2. The pharmaceutical composition of claim 1, which comprises mixture of
polydimethylsiloxane and polyoxyethylene castor oil derivative as pharmaceutically
acceptable liquid and solid lubricant.
3. The pharmaceutical composition of claim 2, wherein polydimethylsiloxane liquid lubricant is dimethicone.
4. The pharmaceutical composition of claim 2, wherein polyoxyethylene castor oil derivative solid lubricant is hydrogenated castor oil.

5. The pharmaceutical composition of claim 1, wherein said composition is present as a tablet, granule, spheroid, bead, pellet or a capsule.
6. The pharmaceutical composition of claim 5, wherein said composition is present as a tablet.
7. The pharmaceutical composition of claim], wherein said excipient is diluent, filler, binder or glidant.
8. The pharmaceutical composition of claim 7, wherein said diluent is mannitol.

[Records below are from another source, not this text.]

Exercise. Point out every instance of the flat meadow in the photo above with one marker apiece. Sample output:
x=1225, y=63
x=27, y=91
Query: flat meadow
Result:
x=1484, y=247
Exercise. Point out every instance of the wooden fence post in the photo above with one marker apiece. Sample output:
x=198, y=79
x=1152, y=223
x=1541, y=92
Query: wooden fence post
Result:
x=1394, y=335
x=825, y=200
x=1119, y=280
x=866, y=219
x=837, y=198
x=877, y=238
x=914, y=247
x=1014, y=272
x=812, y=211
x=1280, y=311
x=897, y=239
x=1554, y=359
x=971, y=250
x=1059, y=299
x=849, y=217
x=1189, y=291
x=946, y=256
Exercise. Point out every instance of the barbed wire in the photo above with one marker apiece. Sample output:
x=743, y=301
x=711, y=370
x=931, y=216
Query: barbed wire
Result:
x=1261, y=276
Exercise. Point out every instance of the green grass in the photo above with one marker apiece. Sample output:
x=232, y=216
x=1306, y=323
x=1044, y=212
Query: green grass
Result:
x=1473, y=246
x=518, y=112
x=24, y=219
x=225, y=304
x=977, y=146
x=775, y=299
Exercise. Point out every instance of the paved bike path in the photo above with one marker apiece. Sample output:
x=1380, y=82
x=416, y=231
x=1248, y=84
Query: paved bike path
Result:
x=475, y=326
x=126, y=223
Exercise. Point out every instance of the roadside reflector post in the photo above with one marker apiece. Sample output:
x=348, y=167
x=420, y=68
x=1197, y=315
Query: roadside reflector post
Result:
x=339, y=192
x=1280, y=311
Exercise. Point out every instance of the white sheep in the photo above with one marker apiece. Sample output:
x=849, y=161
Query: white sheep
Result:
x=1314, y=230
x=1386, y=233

9. A process for preparing solid oral pharmaceutical composition of clopidogrel,
comprising:
(a) Physically mixing clopidogrel or pharmaceutically acceptable salt thereof, with part of mannitol and other pharmaceutically acceptable excipients;
(b) mixing liquid dimethicone with solid hydrogenated castor oil, which is further added to remaining part of mannitol to get the adsorbate

(c) lubricating the powder mix of step (a) using adsorbate of step (b); and
(d) compressing the powder mix of step (c) into tablet composition.
10. Solid oral Clopidogrel tablet formulation comprising mixture of pharmaceutically
acceptable solid and liquid lubricant as described in the example.